- Written by: Manuel Puig
- Characters: Valentin Molina
- Original language: English
- Genre: Drama
- Setting: Villa Devoto prison, Buenos Aires

Premiere
- Date premiered: 1985
- Place premiered: Bush Theatre

= Kiss of the Spider Woman (play) =

1985 stage adaption by Manuel Puig

Kiss of the Spider Woman is a 1983 stage adaptation by Manuel Puig of his novel Kiss of the Spider Woman.

Novelist, screenwriter and playwright Manuel Puig wrote two plays while living in exile. The first was a dramatised version of his 1976 novel El beso de la mujer araña (Kiss of the Spider Woman), written in 1983 and first staged in London in 1985 at the Bush Theatre, in an English-language version by translator Allan Baker, starring Mark Rylance and Simon Callow.

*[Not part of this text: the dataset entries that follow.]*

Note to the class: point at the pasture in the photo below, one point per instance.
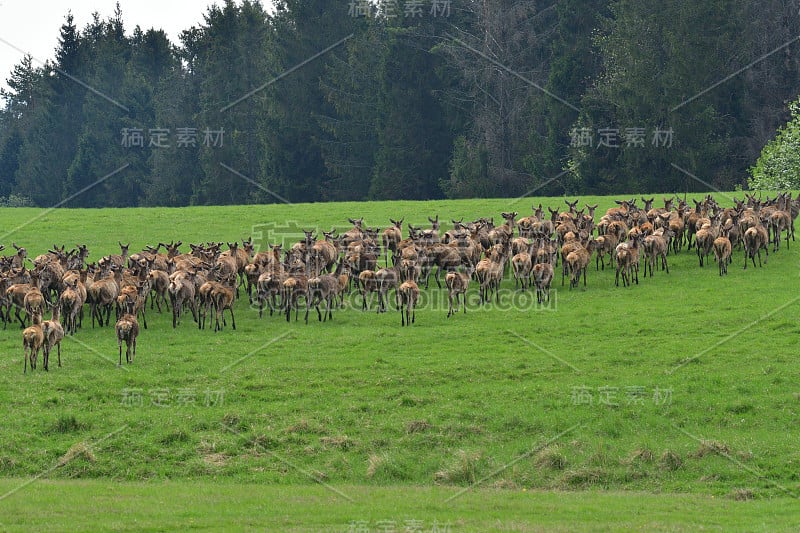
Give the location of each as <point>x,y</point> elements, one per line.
<point>683,387</point>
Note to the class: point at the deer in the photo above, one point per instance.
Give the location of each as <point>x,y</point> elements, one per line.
<point>722,252</point>
<point>32,341</point>
<point>489,273</point>
<point>223,295</point>
<point>656,246</point>
<point>605,244</point>
<point>368,284</point>
<point>70,303</point>
<point>628,260</point>
<point>521,265</point>
<point>780,220</point>
<point>322,288</point>
<point>182,293</point>
<point>294,287</point>
<point>102,294</point>
<point>409,295</point>
<point>542,274</point>
<point>704,240</point>
<point>53,333</point>
<point>755,238</point>
<point>127,330</point>
<point>578,261</point>
<point>120,259</point>
<point>34,299</point>
<point>391,237</point>
<point>385,280</point>
<point>457,284</point>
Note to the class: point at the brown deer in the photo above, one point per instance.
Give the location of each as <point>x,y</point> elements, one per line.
<point>542,279</point>
<point>391,237</point>
<point>409,295</point>
<point>127,329</point>
<point>457,284</point>
<point>53,333</point>
<point>32,341</point>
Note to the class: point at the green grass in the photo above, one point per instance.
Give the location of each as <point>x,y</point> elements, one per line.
<point>217,506</point>
<point>686,383</point>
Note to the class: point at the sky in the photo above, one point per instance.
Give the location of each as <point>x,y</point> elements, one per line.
<point>32,26</point>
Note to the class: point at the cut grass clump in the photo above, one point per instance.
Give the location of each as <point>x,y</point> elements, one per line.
<point>68,424</point>
<point>670,461</point>
<point>386,469</point>
<point>709,447</point>
<point>550,458</point>
<point>77,451</point>
<point>641,455</point>
<point>741,495</point>
<point>418,426</point>
<point>342,442</point>
<point>175,437</point>
<point>303,426</point>
<point>584,477</point>
<point>466,468</point>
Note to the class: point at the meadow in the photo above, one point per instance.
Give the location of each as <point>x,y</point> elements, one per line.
<point>678,395</point>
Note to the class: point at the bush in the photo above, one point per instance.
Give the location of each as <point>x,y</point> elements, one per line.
<point>778,166</point>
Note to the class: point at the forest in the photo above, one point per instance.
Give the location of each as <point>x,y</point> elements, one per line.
<point>312,100</point>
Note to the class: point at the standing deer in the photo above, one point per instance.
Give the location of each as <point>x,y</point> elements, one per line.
<point>127,329</point>
<point>409,295</point>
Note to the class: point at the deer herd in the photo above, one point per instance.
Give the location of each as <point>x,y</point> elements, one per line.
<point>320,273</point>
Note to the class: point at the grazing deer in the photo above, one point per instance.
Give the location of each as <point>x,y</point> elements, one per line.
<point>628,261</point>
<point>53,335</point>
<point>542,279</point>
<point>755,239</point>
<point>391,237</point>
<point>656,246</point>
<point>489,273</point>
<point>223,295</point>
<point>722,253</point>
<point>457,284</point>
<point>70,303</point>
<point>322,288</point>
<point>521,265</point>
<point>32,341</point>
<point>409,295</point>
<point>182,293</point>
<point>127,329</point>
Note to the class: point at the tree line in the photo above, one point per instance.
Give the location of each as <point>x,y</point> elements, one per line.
<point>400,99</point>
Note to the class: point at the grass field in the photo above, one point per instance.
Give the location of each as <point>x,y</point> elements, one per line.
<point>683,388</point>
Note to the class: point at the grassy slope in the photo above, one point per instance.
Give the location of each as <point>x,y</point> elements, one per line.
<point>172,506</point>
<point>360,401</point>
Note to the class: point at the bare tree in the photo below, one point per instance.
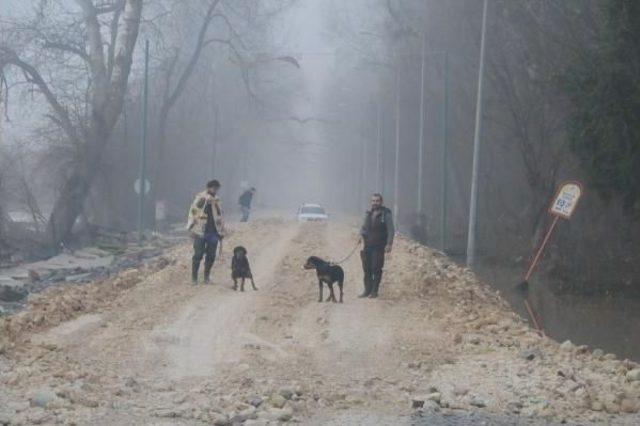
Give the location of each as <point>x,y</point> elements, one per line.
<point>101,37</point>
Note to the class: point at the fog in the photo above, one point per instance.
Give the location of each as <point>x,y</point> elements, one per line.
<point>317,101</point>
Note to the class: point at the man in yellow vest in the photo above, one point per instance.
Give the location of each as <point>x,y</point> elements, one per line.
<point>206,226</point>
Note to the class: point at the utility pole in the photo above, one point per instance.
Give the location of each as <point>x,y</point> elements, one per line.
<point>396,175</point>
<point>473,205</point>
<point>143,144</point>
<point>378,146</point>
<point>365,187</point>
<point>421,132</point>
<point>445,142</point>
<point>214,144</point>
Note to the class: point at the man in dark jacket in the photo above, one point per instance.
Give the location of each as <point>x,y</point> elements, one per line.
<point>377,233</point>
<point>245,203</point>
<point>206,226</point>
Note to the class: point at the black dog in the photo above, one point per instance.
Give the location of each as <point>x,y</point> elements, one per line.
<point>328,274</point>
<point>240,268</point>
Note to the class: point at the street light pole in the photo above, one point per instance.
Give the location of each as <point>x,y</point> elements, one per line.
<point>143,144</point>
<point>445,142</point>
<point>421,132</point>
<point>378,147</point>
<point>473,205</point>
<point>397,152</point>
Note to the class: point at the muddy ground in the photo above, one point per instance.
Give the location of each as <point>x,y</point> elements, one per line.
<point>438,347</point>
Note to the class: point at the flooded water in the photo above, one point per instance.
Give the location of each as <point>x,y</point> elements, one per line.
<point>609,323</point>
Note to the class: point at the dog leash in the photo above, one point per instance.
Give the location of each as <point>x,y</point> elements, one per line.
<point>348,256</point>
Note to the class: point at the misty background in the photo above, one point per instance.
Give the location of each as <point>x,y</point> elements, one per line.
<point>320,101</point>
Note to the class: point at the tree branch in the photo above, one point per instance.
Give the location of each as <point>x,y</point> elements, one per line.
<point>10,57</point>
<point>66,48</point>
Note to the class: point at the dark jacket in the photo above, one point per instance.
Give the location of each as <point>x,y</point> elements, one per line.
<point>377,229</point>
<point>245,199</point>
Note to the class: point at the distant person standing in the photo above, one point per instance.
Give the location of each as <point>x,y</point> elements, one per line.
<point>377,233</point>
<point>206,226</point>
<point>245,203</point>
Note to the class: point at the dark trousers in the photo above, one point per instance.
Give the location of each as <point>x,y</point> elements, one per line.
<point>245,213</point>
<point>206,247</point>
<point>372,264</point>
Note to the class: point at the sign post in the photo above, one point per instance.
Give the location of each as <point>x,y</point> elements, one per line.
<point>563,206</point>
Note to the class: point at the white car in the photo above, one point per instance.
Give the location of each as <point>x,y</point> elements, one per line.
<point>312,213</point>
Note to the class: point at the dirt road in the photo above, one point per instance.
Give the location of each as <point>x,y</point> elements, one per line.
<point>149,348</point>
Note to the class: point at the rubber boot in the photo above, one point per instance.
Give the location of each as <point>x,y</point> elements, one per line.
<point>194,272</point>
<point>367,288</point>
<point>207,271</point>
<point>375,284</point>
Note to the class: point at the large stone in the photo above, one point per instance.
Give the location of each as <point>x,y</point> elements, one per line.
<point>287,392</point>
<point>634,375</point>
<point>567,346</point>
<point>218,419</point>
<point>629,405</point>
<point>11,294</point>
<point>255,400</point>
<point>43,398</point>
<point>277,400</point>
<point>244,415</point>
<point>477,402</point>
<point>278,414</point>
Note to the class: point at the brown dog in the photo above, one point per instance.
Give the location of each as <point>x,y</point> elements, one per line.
<point>240,268</point>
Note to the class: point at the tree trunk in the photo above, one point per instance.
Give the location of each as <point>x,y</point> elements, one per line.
<point>75,190</point>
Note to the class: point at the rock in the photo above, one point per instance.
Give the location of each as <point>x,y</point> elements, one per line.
<point>611,407</point>
<point>34,276</point>
<point>477,402</point>
<point>286,392</point>
<point>459,390</point>
<point>5,418</point>
<point>418,401</point>
<point>633,375</point>
<point>11,294</point>
<point>256,401</point>
<point>300,406</point>
<point>472,339</point>
<point>278,414</point>
<point>582,349</point>
<point>567,346</point>
<point>515,407</point>
<point>43,398</point>
<point>434,396</point>
<point>277,400</point>
<point>219,419</point>
<point>530,354</point>
<point>257,422</point>
<point>130,382</point>
<point>244,415</point>
<point>169,413</point>
<point>629,406</point>
<point>38,417</point>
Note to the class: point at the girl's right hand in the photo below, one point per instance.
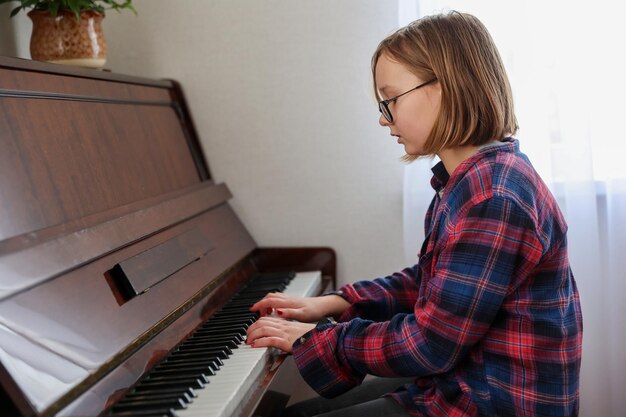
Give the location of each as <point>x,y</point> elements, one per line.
<point>304,309</point>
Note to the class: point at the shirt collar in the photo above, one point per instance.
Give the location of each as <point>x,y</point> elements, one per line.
<point>441,177</point>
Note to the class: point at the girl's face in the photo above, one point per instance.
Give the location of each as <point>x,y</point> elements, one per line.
<point>414,113</point>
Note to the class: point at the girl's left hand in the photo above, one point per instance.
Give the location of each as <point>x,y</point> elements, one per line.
<point>275,332</point>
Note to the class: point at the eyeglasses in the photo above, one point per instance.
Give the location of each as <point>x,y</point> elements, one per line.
<point>383,106</point>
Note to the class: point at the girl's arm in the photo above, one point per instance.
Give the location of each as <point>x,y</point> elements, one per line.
<point>381,298</point>
<point>487,250</point>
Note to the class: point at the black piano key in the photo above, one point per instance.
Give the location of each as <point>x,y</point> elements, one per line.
<point>202,353</point>
<point>186,383</point>
<point>181,391</point>
<point>183,356</point>
<point>223,332</point>
<point>154,404</point>
<point>212,364</point>
<point>146,413</point>
<point>185,397</point>
<point>212,340</point>
<point>207,349</point>
<point>188,370</point>
<point>176,378</point>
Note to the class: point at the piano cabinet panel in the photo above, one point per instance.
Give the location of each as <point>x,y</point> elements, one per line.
<point>81,158</point>
<point>105,332</point>
<point>113,386</point>
<point>299,259</point>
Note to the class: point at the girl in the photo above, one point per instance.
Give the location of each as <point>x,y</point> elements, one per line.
<point>488,321</point>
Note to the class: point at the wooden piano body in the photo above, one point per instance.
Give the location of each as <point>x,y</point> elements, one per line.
<point>115,243</point>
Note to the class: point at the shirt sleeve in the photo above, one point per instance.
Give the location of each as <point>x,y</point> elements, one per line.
<point>488,249</point>
<point>381,298</point>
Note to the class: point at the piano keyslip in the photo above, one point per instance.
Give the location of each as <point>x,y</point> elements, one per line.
<point>218,391</point>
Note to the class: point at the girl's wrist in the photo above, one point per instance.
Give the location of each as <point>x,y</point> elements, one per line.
<point>334,305</point>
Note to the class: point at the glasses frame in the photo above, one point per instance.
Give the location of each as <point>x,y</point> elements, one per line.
<point>383,106</point>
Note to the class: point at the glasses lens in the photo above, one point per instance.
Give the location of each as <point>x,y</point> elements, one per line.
<point>382,107</point>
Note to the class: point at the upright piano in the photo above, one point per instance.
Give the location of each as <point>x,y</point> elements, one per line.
<point>125,276</point>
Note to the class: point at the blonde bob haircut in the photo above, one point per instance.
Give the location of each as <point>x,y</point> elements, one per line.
<point>476,99</point>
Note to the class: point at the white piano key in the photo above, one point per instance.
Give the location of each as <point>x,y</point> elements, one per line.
<point>227,388</point>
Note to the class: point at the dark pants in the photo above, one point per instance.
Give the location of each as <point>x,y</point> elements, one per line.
<point>362,401</point>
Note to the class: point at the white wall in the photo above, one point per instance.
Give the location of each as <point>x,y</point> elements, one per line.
<point>280,94</point>
<point>280,91</point>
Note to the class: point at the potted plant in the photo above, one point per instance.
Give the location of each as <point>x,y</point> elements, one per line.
<point>68,31</point>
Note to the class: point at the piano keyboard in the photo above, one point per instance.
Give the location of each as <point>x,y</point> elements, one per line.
<point>209,374</point>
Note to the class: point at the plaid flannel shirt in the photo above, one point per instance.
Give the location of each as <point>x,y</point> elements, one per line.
<point>488,321</point>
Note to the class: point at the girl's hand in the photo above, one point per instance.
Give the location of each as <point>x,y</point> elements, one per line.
<point>304,309</point>
<point>275,332</point>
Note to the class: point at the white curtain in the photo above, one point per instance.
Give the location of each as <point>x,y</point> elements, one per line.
<point>566,64</point>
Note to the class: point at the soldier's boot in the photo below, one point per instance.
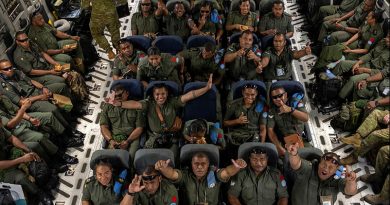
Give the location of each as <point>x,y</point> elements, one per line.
<point>351,159</point>
<point>370,178</point>
<point>111,54</point>
<point>376,199</point>
<point>354,140</point>
<point>80,65</point>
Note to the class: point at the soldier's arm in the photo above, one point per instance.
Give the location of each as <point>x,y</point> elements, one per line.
<point>263,133</point>
<point>12,123</point>
<point>199,92</point>
<point>232,169</point>
<point>105,130</point>
<point>37,84</point>
<point>49,59</point>
<point>274,139</point>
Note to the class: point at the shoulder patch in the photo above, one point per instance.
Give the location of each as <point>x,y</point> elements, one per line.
<point>175,59</point>
<point>282,181</point>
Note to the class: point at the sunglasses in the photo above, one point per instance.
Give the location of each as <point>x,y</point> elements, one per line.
<point>331,159</point>
<point>23,40</point>
<point>149,178</point>
<point>253,86</point>
<point>7,68</point>
<point>258,151</point>
<point>278,96</point>
<point>118,95</point>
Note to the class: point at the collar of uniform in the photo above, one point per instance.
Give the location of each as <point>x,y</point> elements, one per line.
<point>251,107</point>
<point>253,174</point>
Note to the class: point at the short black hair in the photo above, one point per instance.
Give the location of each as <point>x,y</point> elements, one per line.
<point>154,51</point>
<point>209,47</point>
<point>198,125</point>
<point>246,32</point>
<point>18,33</point>
<point>276,88</point>
<point>278,2</point>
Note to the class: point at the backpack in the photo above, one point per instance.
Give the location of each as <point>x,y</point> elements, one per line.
<point>326,90</point>
<point>349,117</point>
<point>77,85</point>
<point>6,197</point>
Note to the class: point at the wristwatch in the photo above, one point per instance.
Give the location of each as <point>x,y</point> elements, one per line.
<point>129,193</point>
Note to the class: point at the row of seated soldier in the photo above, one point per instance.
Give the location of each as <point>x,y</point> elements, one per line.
<point>253,109</point>
<point>41,81</point>
<point>263,104</point>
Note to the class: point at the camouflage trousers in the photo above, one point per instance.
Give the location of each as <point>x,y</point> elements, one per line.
<point>373,137</point>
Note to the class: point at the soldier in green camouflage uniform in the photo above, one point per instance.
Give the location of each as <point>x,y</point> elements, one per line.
<point>201,63</point>
<point>367,65</point>
<point>200,131</point>
<point>46,121</point>
<point>9,171</point>
<point>244,120</point>
<point>382,160</point>
<point>162,113</point>
<point>99,189</point>
<point>126,62</point>
<point>205,26</point>
<point>276,63</point>
<point>274,22</point>
<point>284,117</point>
<point>18,87</point>
<point>46,37</point>
<point>39,65</point>
<point>145,21</point>
<point>335,10</point>
<point>122,127</point>
<point>368,136</point>
<point>103,15</point>
<point>159,66</point>
<point>258,183</point>
<point>244,19</point>
<point>157,191</point>
<point>178,22</point>
<point>346,25</point>
<point>196,184</point>
<point>242,58</point>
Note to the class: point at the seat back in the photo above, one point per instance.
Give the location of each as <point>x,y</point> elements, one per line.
<point>173,88</point>
<point>133,86</point>
<point>118,158</point>
<point>148,157</point>
<point>199,41</point>
<point>238,86</point>
<point>169,44</point>
<point>235,5</point>
<point>291,87</point>
<point>10,52</point>
<point>140,42</point>
<point>234,38</point>
<point>307,153</point>
<point>204,107</point>
<point>189,150</point>
<point>171,4</point>
<point>245,149</point>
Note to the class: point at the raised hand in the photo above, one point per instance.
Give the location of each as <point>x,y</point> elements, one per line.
<point>161,164</point>
<point>239,163</point>
<point>242,119</point>
<point>350,175</point>
<point>135,185</point>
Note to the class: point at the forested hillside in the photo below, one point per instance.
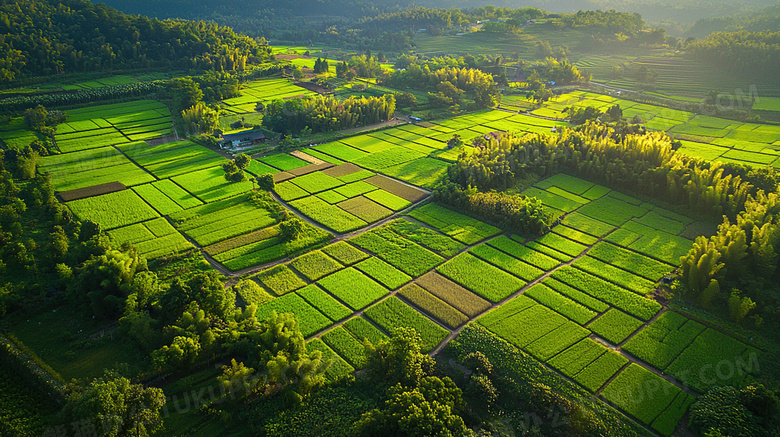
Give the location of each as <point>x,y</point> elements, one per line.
<point>39,37</point>
<point>754,21</point>
<point>751,53</point>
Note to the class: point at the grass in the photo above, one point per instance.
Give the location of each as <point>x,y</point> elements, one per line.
<point>74,345</point>
<point>524,253</point>
<point>391,313</point>
<point>630,391</point>
<point>316,182</point>
<point>458,226</point>
<point>354,189</point>
<point>280,280</point>
<point>383,273</point>
<point>615,326</point>
<point>388,200</point>
<point>222,220</point>
<point>172,159</point>
<point>92,167</point>
<point>576,295</point>
<point>176,193</point>
<point>113,210</point>
<point>561,244</point>
<point>506,262</point>
<point>273,248</point>
<point>152,239</point>
<point>432,305</point>
<point>633,304</point>
<point>480,277</point>
<point>288,191</point>
<point>345,253</point>
<point>329,215</point>
<point>362,329</point>
<point>158,200</point>
<point>600,370</point>
<point>353,288</point>
<point>324,302</point>
<point>388,158</point>
<point>347,346</point>
<point>458,297</point>
<point>365,209</point>
<point>405,255</point>
<point>284,162</point>
<point>694,365</point>
<point>423,172</point>
<point>661,341</point>
<point>615,275</point>
<point>314,265</point>
<point>631,261</point>
<point>210,185</point>
<point>338,368</point>
<point>309,319</point>
<point>560,304</point>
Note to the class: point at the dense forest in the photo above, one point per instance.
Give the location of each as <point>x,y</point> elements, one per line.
<point>756,54</point>
<point>754,21</point>
<point>41,38</point>
<point>380,26</point>
<point>326,114</point>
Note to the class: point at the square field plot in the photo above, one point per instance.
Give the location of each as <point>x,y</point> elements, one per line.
<point>113,210</point>
<point>152,239</point>
<point>76,170</point>
<point>215,222</point>
<point>172,159</point>
<point>405,255</point>
<point>480,277</point>
<point>210,184</point>
<point>353,288</point>
<point>458,226</point>
<point>280,279</point>
<point>393,313</point>
<point>310,320</point>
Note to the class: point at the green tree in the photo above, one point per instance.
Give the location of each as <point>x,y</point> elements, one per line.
<point>290,228</point>
<point>281,350</point>
<point>429,409</point>
<point>104,282</point>
<point>120,407</point>
<point>400,359</point>
<point>727,411</point>
<point>200,118</point>
<point>265,182</point>
<point>237,379</point>
<point>186,93</point>
<point>182,352</point>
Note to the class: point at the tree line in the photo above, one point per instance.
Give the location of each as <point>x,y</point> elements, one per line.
<point>734,271</point>
<point>753,54</point>
<point>43,38</point>
<point>448,85</point>
<point>326,113</point>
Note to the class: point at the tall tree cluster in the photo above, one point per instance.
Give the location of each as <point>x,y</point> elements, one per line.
<point>325,113</point>
<point>754,54</point>
<point>449,84</point>
<point>39,37</point>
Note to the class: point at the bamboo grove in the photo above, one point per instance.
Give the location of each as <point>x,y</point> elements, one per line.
<point>733,270</point>
<point>326,114</point>
<point>449,83</point>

Baker's version was revived in April 2007 at the Donmar Warehouse with Rupert Evans as Valentin and Will Keen as Molina.
Set in a cell at the Villa Devoto prison in Buenos Aires in 1976, it shows the developing relationship of revolutionary Valentin Arregui Paz and his cellmate Luis Alberto Molina, a homosexual who has apparently been 'planted' to sniff out the secrets of Valentin's Marxist group.

The novel was also adapted by Leonard Schrader for a 1985 film version directed by Hector Babenco, and in 1993 as a Broadway stage musical by John Kander and Fred Ebb, which received a film adaptation of its own in 2025.